Passing Python objects between Tasks in Luigi?
Short answer: No.
Luigi parameters are limited to date/datetime objects, string, int and float. See docs for reference.
That means that you need to serialize your complex data structure as a string (using json, msgpack, whatever serializer you like, and even compress it) and pass it as a string parameter.
Of course, you may write a custom Parameter subclass, but you'll need to implement the serialize and parse methods basically.
But take into account: if you use parameters instead of saving your calculated data to a target, you will be loosing one key advantage of using Luigi: if the parent task in the tree fails more than the count of retries you specify, then you´ll need to run the task that calculates that complex data structure again. If your tasks calculates complex data or takes a considerable amount of time or consumes a lot of resources, then you should save the output as a target in order to not having to do all that expensive computation again.

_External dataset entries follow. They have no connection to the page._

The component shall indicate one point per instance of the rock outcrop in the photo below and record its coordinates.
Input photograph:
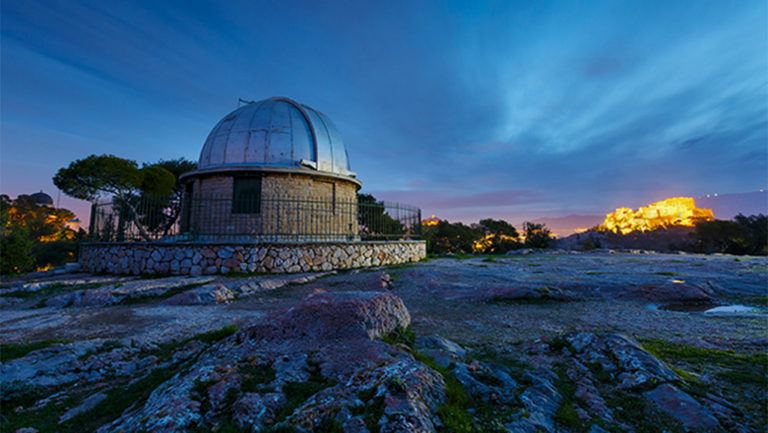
(318, 363)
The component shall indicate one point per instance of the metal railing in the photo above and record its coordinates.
(250, 219)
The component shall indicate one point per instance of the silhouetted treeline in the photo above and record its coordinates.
(743, 235)
(489, 236)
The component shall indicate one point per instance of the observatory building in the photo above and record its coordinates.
(285, 169)
(273, 191)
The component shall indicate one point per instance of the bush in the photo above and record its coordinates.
(536, 235)
(16, 252)
(55, 253)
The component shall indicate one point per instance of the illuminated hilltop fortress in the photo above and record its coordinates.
(677, 211)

And looking beyond: another task may need that data too, so why not save it?
Also, notice that targets are not only files: you may save your data to a database table, Redis, Hadoop, an Elastic Search index, and many more: http://luigi.readthedocs.io/en/stable/api/luigi.contrib.html#submodules
There is also other - still a bit hacky - way to achieve what you're trying to do with target instead of parameters.
There is a special MockFile target in luigi.mock
that allows you to store it's "file" in memory.

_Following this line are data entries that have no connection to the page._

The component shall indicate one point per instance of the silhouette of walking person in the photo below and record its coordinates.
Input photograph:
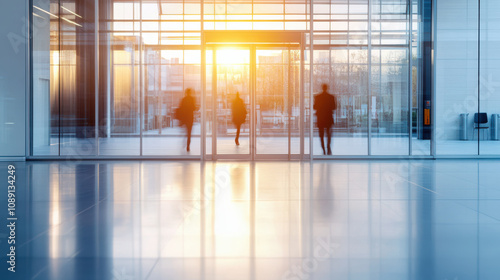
(325, 104)
(185, 114)
(239, 115)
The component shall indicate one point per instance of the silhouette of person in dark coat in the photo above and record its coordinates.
(186, 114)
(325, 104)
(239, 115)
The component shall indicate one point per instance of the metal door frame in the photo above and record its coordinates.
(251, 40)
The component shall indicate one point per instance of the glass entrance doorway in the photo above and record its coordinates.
(267, 80)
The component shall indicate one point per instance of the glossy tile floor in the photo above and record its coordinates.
(421, 219)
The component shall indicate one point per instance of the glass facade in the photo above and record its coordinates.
(467, 90)
(109, 75)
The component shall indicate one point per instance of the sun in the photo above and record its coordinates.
(233, 56)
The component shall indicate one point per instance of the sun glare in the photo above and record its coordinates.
(233, 56)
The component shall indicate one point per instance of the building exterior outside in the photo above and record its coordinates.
(103, 78)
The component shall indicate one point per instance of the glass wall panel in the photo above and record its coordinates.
(489, 75)
(77, 64)
(45, 135)
(233, 81)
(456, 79)
(272, 107)
(389, 102)
(113, 89)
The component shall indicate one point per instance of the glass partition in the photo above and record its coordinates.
(109, 79)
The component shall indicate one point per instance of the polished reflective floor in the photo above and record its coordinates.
(421, 219)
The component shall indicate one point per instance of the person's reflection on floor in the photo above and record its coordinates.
(325, 104)
(239, 115)
(325, 191)
(185, 114)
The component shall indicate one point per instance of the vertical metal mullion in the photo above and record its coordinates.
(410, 78)
(253, 100)
(214, 98)
(301, 98)
(141, 88)
(60, 80)
(203, 77)
(311, 77)
(478, 73)
(369, 77)
(433, 75)
(160, 95)
(289, 107)
(96, 74)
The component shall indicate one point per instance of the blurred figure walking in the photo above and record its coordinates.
(239, 115)
(185, 114)
(325, 104)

It's api is similar to other Target inheriting classes, so you'll have to open
, read
and write
to it. Suddenly it only supports string
input, so you're still need to serialise your object (that's due to sending this data through pipe between processes). See the following example (yaml serialisation):
import yaml
from luigi import Task
class TaskA(Task):
def output(self):
return MockFile('whatever')
def run(self):
object_to_send = yaml.dump({"example": "dict"})
_out = self.output().open('r')
_out.write(object_to_send)
_out.close()
class TaskB(Task):
def requires(self):
return TaskA()
def run(self):
_in = self.input().read('r')
serialised = _in.read()
deserialised = yaml.load(serialised)
print(deserialised)
Be aware, that serialising big objects might take a lot of time.